The border commission was established following the peace agreement between the two countries signed in Algiers in December 2000.
The commission at the Permanent Court of Arbitration in the Dutch capital, The Hague, is scheduled to deliver its findings in February 2002. Both sides have agreed to keep their arguments confidential and the hearings are closed to the public. It will then be up to the UN Cartographic Unit to demarcate the disputed border between the two countries. Rising tension Ethiopia and Eritrea, who went to war in May 1998, agreed in Algiers to respect the decisions of the commission. The United Nations has sent a 4,200 strong force to monitor a 25km-wide security zone.

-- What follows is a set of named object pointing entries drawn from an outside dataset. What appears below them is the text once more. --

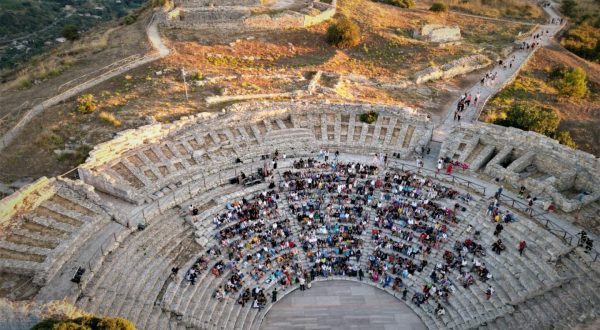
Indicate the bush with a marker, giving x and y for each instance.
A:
(128, 20)
(583, 40)
(86, 323)
(369, 117)
(197, 76)
(343, 34)
(570, 82)
(564, 137)
(400, 3)
(531, 117)
(569, 7)
(439, 7)
(110, 118)
(70, 32)
(86, 103)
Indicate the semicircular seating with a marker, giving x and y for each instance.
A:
(212, 241)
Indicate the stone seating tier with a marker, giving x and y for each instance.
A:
(463, 304)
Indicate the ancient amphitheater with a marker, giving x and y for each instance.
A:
(127, 221)
(195, 223)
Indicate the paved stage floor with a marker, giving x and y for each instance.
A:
(341, 305)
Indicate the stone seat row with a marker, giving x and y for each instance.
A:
(45, 235)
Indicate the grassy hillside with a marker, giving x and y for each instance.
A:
(29, 27)
(583, 34)
(516, 9)
(536, 87)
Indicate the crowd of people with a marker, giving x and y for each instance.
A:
(329, 211)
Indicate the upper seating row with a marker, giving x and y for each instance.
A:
(141, 165)
(570, 178)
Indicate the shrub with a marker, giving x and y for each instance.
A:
(439, 7)
(583, 40)
(86, 323)
(564, 137)
(128, 20)
(569, 7)
(343, 34)
(570, 82)
(24, 82)
(531, 117)
(70, 32)
(197, 76)
(400, 3)
(369, 117)
(110, 118)
(86, 103)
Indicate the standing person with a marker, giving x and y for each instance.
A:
(498, 230)
(489, 292)
(529, 204)
(522, 246)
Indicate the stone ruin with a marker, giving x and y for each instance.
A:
(147, 178)
(130, 168)
(452, 69)
(246, 14)
(438, 33)
(570, 178)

Tension along the border has been rising ahead of the hearing, with Ethiopia claiming that 30,000 Eritrean troops have been moved into the area. Eritrea has rejected the claim and has accused Ethiopia of reinforcing its presence in the area. The BBC's Asmara reporter, Alex Last, who recently visited the buffer zone around New Serha, said that he could see no sign of a military build-up. Ethiopian Foreign Minister Seyoum Mesfin said on Wednesday that Ethiopia expected the commission to come to its decision only on the basis of international laws and treaties as stated in the Algiers peace accord. He said that Eritrea was basing its argument on maps that had been prepared by Italy, when Eritrea was its colony. He said these maps "only reflects the unilateral interest of the colonial power and could not serve as an authorised international boundary".